You Can Help a UN Citizen Ambassador in Haiti
Editor’s note: All of us in the PopTech community can help by spreading the word about this Twitter campaign with specific syntactic conventions. Emily will be in touch as she heads back to Haiti; see her photo essay from Haiti in December 2009 here.
Just two weeks ago, I returned from a month-long trip to Haiti, taking photos and documenting the serious humanitarian crisis. (More about my journey is here.) I couldn’t have imagined that the friends I made and happy children I photographed in the streets would soon be in peril, or dead.
Photo by Emily Troutman
Now, I am about to head back, working as a photojournalist and writer, but I need your help, PopTech readers, as I try to make a difference — using the internet — to find peoples’ loved ones lost in the wreckage.
Throughout this catastrophe, the Twittersphere has been my primary source of information coming out of Haiti because phone service has been down, but internet is working. Twitter is especially being used by people who were desperate, like me, to find out if their friends and family are alive. People send dozens of tweets in every direction with their families’ names.

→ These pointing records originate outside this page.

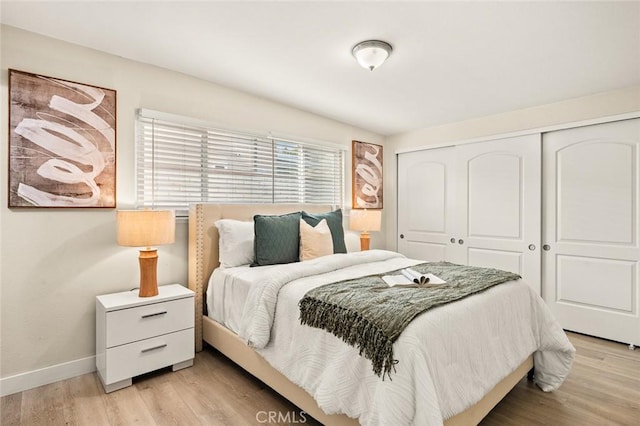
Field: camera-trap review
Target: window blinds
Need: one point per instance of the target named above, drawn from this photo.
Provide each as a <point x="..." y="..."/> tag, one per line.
<point x="178" y="163"/>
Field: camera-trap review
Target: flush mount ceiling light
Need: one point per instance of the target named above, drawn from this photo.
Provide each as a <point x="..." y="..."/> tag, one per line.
<point x="371" y="53"/>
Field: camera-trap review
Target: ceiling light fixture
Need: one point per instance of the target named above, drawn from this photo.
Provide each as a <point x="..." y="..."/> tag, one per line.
<point x="371" y="53"/>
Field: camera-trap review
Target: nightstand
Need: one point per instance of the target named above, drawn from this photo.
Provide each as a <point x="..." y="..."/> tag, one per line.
<point x="136" y="335"/>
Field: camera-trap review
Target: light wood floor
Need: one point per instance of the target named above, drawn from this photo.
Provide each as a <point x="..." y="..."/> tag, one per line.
<point x="602" y="389"/>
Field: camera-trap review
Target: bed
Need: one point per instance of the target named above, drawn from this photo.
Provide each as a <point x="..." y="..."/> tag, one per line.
<point x="552" y="353"/>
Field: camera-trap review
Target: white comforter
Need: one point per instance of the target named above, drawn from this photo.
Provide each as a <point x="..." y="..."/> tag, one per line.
<point x="449" y="357"/>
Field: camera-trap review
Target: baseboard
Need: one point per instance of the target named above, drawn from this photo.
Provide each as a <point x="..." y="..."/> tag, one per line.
<point x="44" y="376"/>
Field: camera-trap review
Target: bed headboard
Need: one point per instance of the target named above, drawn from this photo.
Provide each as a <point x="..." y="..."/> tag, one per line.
<point x="203" y="242"/>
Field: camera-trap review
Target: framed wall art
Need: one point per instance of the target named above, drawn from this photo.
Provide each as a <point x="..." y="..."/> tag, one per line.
<point x="366" y="175"/>
<point x="62" y="143"/>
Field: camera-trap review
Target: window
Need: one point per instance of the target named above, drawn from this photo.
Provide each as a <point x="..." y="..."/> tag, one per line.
<point x="181" y="161"/>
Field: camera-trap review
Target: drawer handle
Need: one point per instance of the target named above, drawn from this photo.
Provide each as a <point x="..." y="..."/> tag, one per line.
<point x="154" y="315"/>
<point x="154" y="348"/>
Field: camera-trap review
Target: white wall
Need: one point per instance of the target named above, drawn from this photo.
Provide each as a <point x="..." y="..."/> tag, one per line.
<point x="55" y="261"/>
<point x="569" y="111"/>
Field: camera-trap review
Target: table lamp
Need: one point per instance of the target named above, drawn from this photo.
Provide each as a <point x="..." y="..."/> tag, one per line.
<point x="365" y="221"/>
<point x="146" y="228"/>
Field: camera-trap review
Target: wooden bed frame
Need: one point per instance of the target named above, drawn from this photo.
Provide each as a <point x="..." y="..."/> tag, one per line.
<point x="203" y="259"/>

They also search Twitter for the names of their friends, neighborhoods, streets, etc. Unfortunately, as we all know, search.twitter.com is a horrible way to really drill down and filter information, both because of the volume of tweets and the mix of content. Lists are also clumsy, user-driven and random.

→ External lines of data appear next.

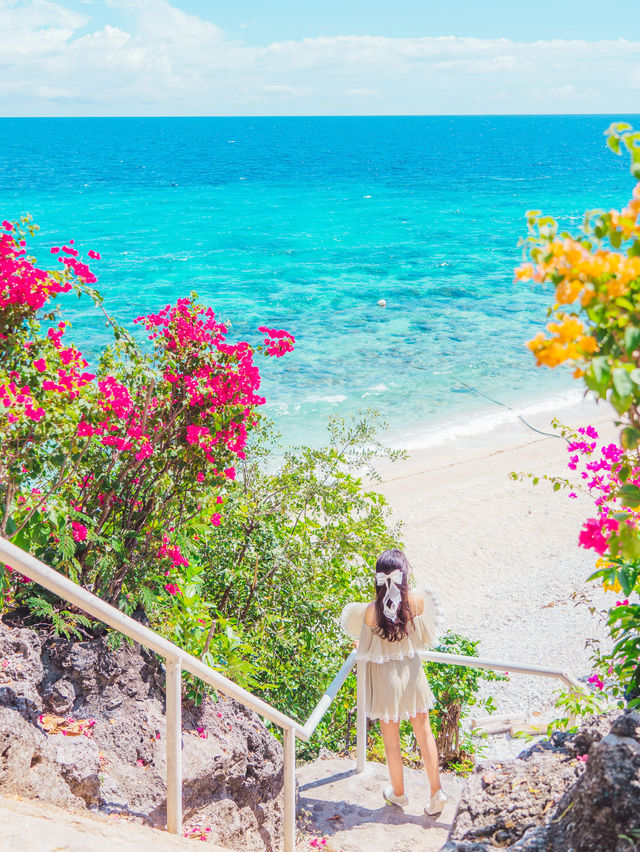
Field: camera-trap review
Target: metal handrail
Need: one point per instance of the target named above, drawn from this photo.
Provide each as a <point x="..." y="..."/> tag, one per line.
<point x="493" y="665"/>
<point x="177" y="660"/>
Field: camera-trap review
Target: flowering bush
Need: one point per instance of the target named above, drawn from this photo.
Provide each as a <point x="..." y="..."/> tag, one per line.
<point x="596" y="327"/>
<point x="103" y="471"/>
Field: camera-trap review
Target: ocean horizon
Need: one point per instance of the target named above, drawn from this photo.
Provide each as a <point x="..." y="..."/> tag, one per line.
<point x="306" y="224"/>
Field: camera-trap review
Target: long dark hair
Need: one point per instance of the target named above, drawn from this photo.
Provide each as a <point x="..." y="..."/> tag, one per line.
<point x="394" y="631"/>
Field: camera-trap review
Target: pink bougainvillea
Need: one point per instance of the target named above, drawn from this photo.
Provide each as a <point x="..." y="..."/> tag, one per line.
<point x="139" y="447"/>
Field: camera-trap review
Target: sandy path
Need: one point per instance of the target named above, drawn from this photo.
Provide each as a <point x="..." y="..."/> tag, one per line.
<point x="503" y="555"/>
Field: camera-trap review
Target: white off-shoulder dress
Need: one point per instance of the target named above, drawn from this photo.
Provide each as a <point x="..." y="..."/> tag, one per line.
<point x="397" y="687"/>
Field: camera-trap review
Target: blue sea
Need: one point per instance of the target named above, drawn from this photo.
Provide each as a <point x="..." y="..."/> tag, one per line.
<point x="306" y="223"/>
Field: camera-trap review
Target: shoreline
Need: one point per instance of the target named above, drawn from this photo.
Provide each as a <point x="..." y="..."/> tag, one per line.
<point x="503" y="555"/>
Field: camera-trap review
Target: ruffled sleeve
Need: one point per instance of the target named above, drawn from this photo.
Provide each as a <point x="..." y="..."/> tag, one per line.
<point x="428" y="624"/>
<point x="352" y="619"/>
<point x="373" y="648"/>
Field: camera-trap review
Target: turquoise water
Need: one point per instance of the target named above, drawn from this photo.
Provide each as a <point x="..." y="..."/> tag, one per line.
<point x="306" y="223"/>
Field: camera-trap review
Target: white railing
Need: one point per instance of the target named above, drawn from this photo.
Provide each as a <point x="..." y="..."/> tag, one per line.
<point x="177" y="660"/>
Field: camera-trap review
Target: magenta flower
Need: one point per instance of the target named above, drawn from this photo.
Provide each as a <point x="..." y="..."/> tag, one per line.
<point x="79" y="531"/>
<point x="595" y="680"/>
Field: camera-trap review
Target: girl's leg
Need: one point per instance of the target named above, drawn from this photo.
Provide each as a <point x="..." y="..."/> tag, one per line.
<point x="428" y="749"/>
<point x="391" y="737"/>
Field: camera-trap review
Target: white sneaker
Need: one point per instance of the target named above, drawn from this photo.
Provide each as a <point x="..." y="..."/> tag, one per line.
<point x="436" y="804"/>
<point x="391" y="798"/>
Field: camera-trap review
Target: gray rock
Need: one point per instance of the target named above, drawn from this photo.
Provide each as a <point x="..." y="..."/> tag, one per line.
<point x="548" y="801"/>
<point x="232" y="769"/>
<point x="59" y="697"/>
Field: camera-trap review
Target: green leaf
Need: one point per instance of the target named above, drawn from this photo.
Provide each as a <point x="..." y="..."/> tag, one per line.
<point x="631" y="343"/>
<point x="614" y="143"/>
<point x="622" y="382"/>
<point x="629" y="438"/>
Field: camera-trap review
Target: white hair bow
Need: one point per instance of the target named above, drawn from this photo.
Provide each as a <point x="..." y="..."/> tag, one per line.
<point x="393" y="596"/>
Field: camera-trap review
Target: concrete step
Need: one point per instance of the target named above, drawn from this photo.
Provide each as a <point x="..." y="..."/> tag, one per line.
<point x="348" y="809"/>
<point x="35" y="826"/>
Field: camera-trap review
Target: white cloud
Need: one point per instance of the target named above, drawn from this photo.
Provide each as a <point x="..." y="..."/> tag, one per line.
<point x="153" y="58"/>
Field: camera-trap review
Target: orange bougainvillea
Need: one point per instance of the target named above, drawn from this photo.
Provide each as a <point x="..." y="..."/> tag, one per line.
<point x="595" y="319"/>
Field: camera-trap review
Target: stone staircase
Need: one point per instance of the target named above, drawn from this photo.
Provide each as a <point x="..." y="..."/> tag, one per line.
<point x="33" y="826"/>
<point x="334" y="802"/>
<point x="348" y="809"/>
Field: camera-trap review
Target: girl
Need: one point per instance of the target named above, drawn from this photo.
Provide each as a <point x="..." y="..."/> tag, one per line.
<point x="391" y="631"/>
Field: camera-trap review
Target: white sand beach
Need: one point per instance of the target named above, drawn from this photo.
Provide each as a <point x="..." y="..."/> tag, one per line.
<point x="504" y="555"/>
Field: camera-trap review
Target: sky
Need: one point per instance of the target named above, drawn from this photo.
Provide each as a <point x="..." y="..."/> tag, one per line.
<point x="337" y="57"/>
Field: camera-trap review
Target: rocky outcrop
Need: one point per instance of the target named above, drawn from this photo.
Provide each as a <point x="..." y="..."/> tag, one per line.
<point x="232" y="766"/>
<point x="574" y="793"/>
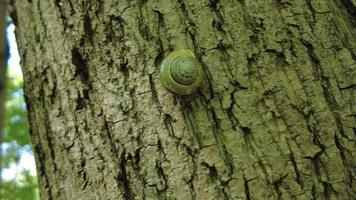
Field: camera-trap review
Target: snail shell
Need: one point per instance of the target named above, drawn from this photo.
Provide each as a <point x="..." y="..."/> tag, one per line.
<point x="181" y="72"/>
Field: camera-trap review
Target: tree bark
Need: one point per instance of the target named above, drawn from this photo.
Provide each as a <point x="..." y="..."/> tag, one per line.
<point x="3" y="54"/>
<point x="276" y="118"/>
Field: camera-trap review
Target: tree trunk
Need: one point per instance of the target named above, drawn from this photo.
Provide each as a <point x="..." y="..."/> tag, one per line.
<point x="276" y="118"/>
<point x="3" y="55"/>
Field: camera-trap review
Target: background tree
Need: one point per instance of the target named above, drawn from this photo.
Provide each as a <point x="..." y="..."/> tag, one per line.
<point x="3" y="53"/>
<point x="275" y="119"/>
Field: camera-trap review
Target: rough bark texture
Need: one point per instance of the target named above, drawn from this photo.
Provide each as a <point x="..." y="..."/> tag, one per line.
<point x="275" y="120"/>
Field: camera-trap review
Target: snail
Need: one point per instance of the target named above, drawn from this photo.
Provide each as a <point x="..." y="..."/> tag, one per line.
<point x="181" y="72"/>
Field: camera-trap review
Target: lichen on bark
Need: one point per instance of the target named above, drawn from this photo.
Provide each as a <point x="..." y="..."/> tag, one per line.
<point x="275" y="119"/>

Project EPIC (Empowering People in Crisis) has come up with a brilliant plan to teach people how to “Tweak the Tweet,” a smart tagging system for listing to track and sort Haitians who are lost, dead, injured, missing or alive.
Right now, people are simply re-Tweeting names and other peoples’ desperate cries to find loved ones. Many people are asking me to find their families through e-mails and Facebook. But when I get to Haiti, the bandwidth will be very low and opening Facebook pages and e-mail will be burdensome.
If you want to help make a difference, I propose the ultimate re-tweeting:
Everyone should go on Twitter, Facebook, and other walls for lost loved ones in Haiti, and rewrite calls for information and updates in the format proposed by EPIC.
Here’s an example of a descriptive tweet with specific hashtags:
#haiti #imok #name John Doe #loc Mirebalais Shelter #status minor injuries
A quick suggestion: so that there is less duplication of effort, people could commit to ONLY rewriting the names of people whose first initial is the same as theirs.
My promise: When I am in Haiti, I will make every effort to visit Twitter and look for the names of people missing when I travel the city’s neighborhoods. I will tell you what I find, and I will show you how you’ve healed Haiti from your homes.
Let’s show the world what technology can do.